Methodology 10 min read

Forecasting Real Wage Growth Over Multi‑Decade Horizons: Data Sources and Methodologies

A comprehensive examination of methodologies for projecting real wage growth in economic loss calculations, balancing historical trends, productivity relationships, and demographic shifts.

By Christopher T. Skerritt, CRC, MBA

Introduction

Real wage growth—the increase in purchasing power over time—is an important variable in forensic economic calculations. A seemingly small difference in assumed growth rates compounds dramatically over multi-decade horizons. For a 30-year-old claimant with 35 years of lost earnings, the difference between 1% and 2% real wage growth can alter present value calculations by 20–30%. Yet forecasting wage growth decades into the future presents profound challenges: productivity trends shift, demographic transitions reshape labor markets, and technological disruptions create structural breaks. This article examines data sources, forecasting methodologies, and practices for projecting real wage growth in forensic economic contexts.

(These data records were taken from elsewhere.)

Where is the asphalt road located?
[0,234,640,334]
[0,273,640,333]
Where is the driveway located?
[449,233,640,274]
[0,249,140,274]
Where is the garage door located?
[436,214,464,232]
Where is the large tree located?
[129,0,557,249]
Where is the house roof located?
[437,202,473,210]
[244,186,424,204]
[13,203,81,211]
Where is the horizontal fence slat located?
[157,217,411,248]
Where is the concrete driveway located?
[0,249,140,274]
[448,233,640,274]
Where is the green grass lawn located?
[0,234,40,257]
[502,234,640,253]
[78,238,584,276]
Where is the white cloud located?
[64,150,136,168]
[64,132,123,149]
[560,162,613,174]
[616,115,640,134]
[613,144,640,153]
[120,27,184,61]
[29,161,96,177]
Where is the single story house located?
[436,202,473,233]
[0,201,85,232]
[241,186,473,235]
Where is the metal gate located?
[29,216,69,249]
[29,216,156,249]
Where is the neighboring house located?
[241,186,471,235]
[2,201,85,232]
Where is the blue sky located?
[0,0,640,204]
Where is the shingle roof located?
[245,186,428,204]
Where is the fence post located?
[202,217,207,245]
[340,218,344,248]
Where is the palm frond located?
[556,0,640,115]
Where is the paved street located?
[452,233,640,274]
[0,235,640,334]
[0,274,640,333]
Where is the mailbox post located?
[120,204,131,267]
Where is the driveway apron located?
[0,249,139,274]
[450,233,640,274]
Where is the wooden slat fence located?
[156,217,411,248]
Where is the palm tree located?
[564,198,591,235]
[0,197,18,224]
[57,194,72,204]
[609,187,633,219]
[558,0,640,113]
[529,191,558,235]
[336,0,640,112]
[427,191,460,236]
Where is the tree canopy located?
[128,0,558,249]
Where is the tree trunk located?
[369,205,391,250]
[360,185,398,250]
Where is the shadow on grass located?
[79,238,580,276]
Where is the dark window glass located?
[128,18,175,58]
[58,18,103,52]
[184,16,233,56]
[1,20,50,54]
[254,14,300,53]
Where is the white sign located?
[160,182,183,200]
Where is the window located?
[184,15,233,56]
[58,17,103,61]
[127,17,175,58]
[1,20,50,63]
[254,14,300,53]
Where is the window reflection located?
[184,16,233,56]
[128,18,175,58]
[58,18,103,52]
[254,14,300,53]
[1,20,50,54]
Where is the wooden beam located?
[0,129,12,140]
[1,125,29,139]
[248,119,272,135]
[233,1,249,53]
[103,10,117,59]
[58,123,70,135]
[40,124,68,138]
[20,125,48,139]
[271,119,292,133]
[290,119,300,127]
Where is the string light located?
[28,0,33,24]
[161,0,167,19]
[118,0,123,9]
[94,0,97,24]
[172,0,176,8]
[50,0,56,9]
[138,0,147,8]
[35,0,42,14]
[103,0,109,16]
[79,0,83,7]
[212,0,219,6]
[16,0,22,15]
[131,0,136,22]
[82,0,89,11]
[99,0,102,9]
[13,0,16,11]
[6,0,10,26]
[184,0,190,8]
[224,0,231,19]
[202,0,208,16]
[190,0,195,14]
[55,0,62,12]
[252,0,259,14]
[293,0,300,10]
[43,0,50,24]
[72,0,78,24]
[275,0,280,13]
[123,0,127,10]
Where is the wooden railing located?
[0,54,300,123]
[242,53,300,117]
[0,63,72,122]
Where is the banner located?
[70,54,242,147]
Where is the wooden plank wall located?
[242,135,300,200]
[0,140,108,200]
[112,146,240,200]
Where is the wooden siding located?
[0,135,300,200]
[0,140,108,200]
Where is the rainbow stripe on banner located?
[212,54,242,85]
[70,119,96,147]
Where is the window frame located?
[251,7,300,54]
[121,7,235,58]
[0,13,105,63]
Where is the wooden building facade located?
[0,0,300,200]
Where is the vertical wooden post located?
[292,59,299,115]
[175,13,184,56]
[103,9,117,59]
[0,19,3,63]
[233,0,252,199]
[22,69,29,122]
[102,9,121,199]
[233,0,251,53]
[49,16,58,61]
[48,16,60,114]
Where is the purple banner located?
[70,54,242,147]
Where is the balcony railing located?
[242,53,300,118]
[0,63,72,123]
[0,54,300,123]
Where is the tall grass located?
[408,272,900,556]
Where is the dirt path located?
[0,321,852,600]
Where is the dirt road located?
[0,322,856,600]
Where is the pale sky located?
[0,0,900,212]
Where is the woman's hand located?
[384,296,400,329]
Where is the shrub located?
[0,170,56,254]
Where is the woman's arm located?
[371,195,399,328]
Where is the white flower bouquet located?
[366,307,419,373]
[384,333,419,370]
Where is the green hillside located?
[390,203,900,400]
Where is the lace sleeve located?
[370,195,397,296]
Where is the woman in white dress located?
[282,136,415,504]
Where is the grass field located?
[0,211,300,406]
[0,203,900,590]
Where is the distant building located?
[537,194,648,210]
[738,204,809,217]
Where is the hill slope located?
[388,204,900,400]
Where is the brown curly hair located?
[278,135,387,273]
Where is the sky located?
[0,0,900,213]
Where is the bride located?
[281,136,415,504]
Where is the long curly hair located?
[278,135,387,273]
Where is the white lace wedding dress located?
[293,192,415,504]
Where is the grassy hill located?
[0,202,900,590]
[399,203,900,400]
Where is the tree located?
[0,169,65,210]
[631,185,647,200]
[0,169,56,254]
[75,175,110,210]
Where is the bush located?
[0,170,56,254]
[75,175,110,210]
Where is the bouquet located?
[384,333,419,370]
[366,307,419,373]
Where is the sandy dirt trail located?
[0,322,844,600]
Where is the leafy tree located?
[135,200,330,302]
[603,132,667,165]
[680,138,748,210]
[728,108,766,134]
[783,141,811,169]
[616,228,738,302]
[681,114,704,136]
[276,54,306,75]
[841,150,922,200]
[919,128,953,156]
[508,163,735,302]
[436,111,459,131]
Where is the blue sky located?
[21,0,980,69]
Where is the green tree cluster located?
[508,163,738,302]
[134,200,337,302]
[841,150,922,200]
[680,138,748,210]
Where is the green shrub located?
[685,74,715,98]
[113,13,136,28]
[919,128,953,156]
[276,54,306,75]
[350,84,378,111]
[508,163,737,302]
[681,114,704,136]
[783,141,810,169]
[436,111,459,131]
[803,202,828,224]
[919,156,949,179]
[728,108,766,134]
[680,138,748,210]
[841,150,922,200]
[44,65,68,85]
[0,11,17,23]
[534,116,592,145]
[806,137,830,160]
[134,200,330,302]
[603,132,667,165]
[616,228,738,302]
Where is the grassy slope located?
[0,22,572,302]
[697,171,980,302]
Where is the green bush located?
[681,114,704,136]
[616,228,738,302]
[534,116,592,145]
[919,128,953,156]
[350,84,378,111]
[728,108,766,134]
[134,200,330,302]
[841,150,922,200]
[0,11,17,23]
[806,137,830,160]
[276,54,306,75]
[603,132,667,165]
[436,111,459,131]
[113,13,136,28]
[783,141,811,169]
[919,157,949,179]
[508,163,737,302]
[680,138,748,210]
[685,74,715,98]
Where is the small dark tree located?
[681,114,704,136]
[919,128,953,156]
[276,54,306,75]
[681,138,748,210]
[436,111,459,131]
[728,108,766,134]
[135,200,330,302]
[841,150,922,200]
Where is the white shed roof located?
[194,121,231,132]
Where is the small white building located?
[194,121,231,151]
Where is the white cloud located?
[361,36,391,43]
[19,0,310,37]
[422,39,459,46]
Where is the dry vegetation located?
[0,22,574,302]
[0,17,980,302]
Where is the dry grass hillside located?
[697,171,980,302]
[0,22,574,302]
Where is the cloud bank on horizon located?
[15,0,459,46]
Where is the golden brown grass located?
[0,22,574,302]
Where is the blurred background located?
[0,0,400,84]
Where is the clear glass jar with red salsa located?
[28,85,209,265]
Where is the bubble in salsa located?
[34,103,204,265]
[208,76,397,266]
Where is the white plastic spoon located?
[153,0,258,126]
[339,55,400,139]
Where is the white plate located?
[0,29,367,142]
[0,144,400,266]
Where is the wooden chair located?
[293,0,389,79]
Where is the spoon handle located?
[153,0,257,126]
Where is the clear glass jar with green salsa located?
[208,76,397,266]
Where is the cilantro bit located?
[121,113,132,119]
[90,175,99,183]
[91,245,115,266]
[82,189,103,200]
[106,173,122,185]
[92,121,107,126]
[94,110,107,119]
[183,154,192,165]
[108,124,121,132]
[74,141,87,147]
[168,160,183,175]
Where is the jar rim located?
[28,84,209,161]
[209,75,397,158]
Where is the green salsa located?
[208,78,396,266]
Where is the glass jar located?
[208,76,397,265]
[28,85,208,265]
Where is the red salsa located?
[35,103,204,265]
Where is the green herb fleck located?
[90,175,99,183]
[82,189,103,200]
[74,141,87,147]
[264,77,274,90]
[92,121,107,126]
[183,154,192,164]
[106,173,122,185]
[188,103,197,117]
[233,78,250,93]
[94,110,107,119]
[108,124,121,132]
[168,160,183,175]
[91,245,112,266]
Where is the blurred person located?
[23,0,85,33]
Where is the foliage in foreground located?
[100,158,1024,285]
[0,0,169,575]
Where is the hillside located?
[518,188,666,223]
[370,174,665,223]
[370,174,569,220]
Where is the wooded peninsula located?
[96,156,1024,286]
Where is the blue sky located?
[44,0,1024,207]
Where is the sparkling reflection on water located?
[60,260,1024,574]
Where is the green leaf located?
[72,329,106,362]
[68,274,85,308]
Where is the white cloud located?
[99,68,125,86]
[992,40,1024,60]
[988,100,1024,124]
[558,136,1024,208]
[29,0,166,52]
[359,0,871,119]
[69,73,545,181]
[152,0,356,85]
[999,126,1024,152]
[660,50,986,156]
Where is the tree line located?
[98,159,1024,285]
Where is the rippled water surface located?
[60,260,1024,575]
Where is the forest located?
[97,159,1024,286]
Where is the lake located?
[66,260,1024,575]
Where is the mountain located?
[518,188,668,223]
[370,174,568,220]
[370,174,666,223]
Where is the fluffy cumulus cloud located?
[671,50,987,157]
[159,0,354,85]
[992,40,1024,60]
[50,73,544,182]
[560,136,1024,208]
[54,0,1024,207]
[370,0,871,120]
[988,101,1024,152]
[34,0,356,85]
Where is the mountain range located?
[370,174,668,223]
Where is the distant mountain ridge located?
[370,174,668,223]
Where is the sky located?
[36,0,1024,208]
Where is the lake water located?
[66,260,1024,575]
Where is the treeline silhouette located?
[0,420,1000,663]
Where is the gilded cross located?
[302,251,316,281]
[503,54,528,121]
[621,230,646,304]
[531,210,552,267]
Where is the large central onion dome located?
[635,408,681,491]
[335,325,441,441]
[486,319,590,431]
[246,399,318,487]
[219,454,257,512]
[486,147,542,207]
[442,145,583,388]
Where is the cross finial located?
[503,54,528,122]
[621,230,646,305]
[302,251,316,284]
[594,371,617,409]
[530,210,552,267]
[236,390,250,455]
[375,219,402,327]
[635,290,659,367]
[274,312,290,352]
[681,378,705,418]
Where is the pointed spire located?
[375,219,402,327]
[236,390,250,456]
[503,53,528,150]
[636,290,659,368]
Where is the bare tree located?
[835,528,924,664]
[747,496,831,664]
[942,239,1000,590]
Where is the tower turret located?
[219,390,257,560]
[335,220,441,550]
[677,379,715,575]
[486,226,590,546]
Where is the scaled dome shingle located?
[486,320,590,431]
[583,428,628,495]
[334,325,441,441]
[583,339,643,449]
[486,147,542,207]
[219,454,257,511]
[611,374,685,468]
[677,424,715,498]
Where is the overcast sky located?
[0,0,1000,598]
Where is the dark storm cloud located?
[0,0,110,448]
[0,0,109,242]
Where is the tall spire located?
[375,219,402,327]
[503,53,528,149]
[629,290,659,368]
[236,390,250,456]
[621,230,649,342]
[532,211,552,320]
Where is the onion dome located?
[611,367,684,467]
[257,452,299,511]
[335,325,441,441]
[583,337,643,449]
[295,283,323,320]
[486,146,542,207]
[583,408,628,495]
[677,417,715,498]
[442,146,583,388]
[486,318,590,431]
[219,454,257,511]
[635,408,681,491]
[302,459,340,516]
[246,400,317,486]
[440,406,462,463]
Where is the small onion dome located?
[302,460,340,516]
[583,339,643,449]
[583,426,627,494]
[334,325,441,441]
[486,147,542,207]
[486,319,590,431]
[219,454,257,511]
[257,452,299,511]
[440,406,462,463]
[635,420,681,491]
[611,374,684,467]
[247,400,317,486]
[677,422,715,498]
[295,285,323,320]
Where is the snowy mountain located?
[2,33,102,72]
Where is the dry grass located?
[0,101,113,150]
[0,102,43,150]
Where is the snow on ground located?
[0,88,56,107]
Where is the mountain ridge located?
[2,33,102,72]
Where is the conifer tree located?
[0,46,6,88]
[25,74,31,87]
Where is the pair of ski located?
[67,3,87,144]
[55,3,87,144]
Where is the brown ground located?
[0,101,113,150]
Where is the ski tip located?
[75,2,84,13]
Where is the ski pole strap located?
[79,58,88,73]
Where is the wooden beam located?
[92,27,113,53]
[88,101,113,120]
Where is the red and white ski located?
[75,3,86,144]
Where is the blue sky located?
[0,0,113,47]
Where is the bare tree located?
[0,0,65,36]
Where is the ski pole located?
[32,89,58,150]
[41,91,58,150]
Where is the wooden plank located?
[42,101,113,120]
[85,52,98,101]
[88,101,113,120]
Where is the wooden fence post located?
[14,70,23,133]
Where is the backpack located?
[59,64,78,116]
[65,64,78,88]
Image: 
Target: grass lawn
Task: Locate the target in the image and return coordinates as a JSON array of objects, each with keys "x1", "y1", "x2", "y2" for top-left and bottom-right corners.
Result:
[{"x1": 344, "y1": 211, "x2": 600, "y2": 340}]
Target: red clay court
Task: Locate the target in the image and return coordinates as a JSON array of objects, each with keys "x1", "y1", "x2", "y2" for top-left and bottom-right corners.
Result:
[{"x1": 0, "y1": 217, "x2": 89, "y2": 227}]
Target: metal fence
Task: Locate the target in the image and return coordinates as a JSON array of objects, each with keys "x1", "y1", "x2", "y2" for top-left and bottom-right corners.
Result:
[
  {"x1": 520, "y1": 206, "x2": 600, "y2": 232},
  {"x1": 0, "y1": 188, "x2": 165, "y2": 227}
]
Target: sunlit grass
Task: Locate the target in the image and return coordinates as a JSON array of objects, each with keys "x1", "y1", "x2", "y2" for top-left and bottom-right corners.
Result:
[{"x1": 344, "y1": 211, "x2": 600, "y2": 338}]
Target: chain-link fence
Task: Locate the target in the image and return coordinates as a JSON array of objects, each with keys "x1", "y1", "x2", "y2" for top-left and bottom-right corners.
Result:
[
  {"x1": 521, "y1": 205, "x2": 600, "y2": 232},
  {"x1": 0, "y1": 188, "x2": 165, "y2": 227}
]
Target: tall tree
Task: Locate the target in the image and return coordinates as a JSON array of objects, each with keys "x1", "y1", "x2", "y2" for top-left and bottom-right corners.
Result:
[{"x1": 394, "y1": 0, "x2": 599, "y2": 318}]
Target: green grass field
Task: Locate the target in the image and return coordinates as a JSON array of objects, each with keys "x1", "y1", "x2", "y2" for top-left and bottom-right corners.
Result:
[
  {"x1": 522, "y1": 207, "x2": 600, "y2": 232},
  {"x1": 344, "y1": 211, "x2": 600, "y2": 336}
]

1. Understanding Real Wage Growth

1.1 Definitions and Components

Real wage growth represents the change in wages adjusted for inflation:

$$g_r = g_n - \pi$$

Where:

1.2 Economic Drivers

Real wages grow through several mechanisms:

  1. Labor productivity gains: Output per hour worked increases through technology, capital deepening, and process improvements
  2. Human capital accumulation: Education and experience enhance worker skills
  3. Labor market dynamics: Supply-demand imbalances affect wage bargaining
  4. Institutional factors: Minimum wage laws, unionization, and labor regulations

2. Historical Evidence and Trends

2.1 Long-Term U.S. Real Wage Growth

Period Annual Real Wage Growth Key Characteristics
1947–1973 2.8% Post-war boom, strong productivity
1973–1995 0.2% Productivity slowdown, oil shocks
1995–2007 1.8% IT revolution, productivity revival
2007–2019 0.8% Financial crisis recovery, weak productivity
2019–2024 1.4% Pandemic disruption, tight labor markets
1947–2024 Average 1.4% Full post-war period

Source: Bureau of Labor Statistics, Real Earnings Series; Economic Policy Institute (2025)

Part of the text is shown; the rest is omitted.